Auto-scaling, Queues and CloudFormations to Slash Costs at Neat

Maurício Linhares / @mauriciojr / neat.com

Who?

Technical Lead at Neat.com
Brazilian from João Pessoa, not from Rio de Janeiro or São Paulo
Moved here 8 weeks ago
No puedo hablar español, lo siento

Where were we 2.5 years ago?

Why were we burning money?

No auto-scaling means...

Unexpected traffic spike?

Just go there and provision a bunch of new machines. And please remember to take them down once the spike is over!

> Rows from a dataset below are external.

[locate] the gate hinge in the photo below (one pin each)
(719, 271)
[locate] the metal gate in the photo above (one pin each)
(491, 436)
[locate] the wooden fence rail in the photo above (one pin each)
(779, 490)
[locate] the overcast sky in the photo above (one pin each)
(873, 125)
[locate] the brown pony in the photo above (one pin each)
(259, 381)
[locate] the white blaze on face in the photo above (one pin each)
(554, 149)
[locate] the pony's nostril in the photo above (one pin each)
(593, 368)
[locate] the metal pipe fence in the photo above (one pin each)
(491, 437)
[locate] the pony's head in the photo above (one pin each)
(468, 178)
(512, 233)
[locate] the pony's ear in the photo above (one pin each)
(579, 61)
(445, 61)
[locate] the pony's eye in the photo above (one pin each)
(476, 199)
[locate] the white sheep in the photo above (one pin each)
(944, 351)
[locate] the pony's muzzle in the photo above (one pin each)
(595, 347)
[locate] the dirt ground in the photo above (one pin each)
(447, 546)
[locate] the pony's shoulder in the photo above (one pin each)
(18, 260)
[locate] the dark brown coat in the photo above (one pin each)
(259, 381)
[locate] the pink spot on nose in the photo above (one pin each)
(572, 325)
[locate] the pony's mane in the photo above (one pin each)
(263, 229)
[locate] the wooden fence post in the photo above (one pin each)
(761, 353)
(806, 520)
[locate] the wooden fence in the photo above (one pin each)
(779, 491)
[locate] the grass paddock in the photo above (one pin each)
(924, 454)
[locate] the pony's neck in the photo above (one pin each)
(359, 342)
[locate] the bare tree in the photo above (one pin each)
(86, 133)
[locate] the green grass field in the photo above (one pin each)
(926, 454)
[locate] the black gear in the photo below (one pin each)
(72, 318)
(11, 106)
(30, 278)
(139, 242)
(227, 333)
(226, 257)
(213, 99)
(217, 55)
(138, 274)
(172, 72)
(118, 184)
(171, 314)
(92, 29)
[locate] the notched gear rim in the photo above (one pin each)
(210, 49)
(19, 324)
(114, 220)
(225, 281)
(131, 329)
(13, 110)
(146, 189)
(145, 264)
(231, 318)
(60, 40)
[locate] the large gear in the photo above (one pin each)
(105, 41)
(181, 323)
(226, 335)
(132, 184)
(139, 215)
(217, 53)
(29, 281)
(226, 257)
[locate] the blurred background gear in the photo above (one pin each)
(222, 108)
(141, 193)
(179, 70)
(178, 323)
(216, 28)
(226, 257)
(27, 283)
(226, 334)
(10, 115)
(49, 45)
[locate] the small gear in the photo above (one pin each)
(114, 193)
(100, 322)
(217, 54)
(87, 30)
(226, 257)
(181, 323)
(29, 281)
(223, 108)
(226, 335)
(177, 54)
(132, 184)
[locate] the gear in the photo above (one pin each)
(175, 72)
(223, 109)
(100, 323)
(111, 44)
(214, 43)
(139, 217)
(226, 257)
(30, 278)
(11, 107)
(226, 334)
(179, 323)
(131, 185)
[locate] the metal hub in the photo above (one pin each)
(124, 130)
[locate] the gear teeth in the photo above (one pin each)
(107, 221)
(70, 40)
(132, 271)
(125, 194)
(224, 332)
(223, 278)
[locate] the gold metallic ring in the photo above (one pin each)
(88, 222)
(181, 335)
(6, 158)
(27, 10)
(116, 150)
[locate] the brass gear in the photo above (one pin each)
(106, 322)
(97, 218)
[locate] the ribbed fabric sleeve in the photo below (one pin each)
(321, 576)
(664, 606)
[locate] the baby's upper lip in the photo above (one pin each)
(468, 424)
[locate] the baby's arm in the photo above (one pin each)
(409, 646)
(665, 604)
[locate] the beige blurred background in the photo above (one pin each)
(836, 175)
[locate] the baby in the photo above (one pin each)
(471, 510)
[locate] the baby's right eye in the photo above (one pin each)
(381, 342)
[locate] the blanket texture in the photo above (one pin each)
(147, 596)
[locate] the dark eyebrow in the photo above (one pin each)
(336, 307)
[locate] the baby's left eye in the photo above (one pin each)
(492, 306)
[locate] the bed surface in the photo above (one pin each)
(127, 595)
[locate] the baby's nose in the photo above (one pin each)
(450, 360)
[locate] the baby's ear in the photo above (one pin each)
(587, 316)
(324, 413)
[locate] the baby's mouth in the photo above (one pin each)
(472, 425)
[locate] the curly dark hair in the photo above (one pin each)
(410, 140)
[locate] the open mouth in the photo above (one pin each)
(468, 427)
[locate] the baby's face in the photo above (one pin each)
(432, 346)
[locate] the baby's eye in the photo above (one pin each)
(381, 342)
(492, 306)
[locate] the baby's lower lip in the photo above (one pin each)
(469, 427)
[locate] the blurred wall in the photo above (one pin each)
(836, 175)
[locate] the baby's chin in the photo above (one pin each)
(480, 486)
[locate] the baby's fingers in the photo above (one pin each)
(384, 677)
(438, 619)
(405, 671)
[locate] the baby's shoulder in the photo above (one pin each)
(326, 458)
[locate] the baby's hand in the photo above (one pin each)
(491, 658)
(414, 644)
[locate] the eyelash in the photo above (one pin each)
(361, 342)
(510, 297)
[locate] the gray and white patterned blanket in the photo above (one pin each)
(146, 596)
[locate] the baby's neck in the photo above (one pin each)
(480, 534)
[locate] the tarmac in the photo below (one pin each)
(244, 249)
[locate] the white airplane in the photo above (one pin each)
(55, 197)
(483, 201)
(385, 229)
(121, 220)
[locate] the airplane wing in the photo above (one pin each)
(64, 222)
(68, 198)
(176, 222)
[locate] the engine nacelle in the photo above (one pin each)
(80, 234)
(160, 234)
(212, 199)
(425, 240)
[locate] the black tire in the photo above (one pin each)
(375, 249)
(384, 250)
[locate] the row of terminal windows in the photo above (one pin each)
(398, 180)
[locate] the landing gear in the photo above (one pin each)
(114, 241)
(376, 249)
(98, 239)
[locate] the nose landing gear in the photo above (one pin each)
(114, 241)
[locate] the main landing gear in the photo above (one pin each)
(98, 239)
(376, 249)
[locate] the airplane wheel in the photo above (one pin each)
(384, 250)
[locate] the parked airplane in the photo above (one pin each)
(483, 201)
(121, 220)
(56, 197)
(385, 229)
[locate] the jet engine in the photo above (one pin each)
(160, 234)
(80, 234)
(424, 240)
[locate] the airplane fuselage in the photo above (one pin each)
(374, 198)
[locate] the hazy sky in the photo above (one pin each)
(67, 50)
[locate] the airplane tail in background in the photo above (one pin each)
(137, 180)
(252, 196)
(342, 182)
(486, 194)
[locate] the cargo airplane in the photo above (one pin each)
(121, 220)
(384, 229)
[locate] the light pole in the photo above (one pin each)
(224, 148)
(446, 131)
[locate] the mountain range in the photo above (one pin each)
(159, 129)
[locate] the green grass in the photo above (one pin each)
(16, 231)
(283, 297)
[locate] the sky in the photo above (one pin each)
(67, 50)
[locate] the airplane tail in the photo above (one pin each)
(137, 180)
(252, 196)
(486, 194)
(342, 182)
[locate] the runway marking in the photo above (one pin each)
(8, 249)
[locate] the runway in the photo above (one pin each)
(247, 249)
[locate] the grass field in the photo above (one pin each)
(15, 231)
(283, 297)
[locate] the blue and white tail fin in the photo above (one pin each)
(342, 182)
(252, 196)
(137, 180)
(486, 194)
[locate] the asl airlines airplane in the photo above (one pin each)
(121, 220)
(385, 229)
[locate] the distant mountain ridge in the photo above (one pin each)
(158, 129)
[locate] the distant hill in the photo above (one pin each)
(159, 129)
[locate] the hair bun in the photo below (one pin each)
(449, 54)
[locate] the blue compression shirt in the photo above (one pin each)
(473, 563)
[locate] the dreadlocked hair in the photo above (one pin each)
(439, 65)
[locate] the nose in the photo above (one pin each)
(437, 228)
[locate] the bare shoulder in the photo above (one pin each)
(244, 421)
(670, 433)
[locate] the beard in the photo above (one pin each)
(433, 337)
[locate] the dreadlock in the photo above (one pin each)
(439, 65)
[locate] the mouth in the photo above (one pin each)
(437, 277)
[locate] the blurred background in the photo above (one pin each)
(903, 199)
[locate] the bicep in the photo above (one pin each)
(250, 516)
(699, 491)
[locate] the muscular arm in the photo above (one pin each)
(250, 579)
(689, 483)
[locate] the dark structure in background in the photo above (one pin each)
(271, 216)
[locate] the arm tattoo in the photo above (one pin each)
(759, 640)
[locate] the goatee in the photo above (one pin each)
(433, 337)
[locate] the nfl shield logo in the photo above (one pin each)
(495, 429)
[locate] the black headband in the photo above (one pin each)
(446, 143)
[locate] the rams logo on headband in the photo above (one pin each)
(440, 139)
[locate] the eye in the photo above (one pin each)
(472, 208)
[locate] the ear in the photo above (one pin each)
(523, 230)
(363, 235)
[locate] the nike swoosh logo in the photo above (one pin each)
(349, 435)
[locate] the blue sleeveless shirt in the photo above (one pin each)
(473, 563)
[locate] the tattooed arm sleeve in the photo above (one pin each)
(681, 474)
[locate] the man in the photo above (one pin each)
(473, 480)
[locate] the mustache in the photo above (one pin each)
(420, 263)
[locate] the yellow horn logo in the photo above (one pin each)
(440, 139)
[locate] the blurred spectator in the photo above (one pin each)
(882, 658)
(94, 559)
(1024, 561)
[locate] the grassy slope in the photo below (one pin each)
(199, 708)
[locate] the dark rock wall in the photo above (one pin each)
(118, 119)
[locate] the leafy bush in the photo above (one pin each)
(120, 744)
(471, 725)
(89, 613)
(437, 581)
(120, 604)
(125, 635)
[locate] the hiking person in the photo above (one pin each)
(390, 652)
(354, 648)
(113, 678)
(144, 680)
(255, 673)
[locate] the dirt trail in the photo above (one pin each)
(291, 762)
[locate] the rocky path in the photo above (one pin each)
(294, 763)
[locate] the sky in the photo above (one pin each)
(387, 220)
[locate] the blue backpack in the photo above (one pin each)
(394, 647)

We were running at an Elastic Computing Cloud

But our systems were not making use of this elasticity...

What did we need?

Quickly provisionable machines
Auto-scaling groups
Queues and queue metrics
All organized together with CloudFormations

First step?

Revamp the provisioning process.

Original process

Use Knife and Chef to build an instance for a service out of a bare bones AMI
All steps, from installing software to setting up config happen at this point
Slow, many minutes from nothing to instance running
Not reproductible - machines provisioned at different points in time will have different versions of their libraries

Doesn't work for auto-scaling

When you're auto-scaling to meet real time customer demand, you can't waste any time.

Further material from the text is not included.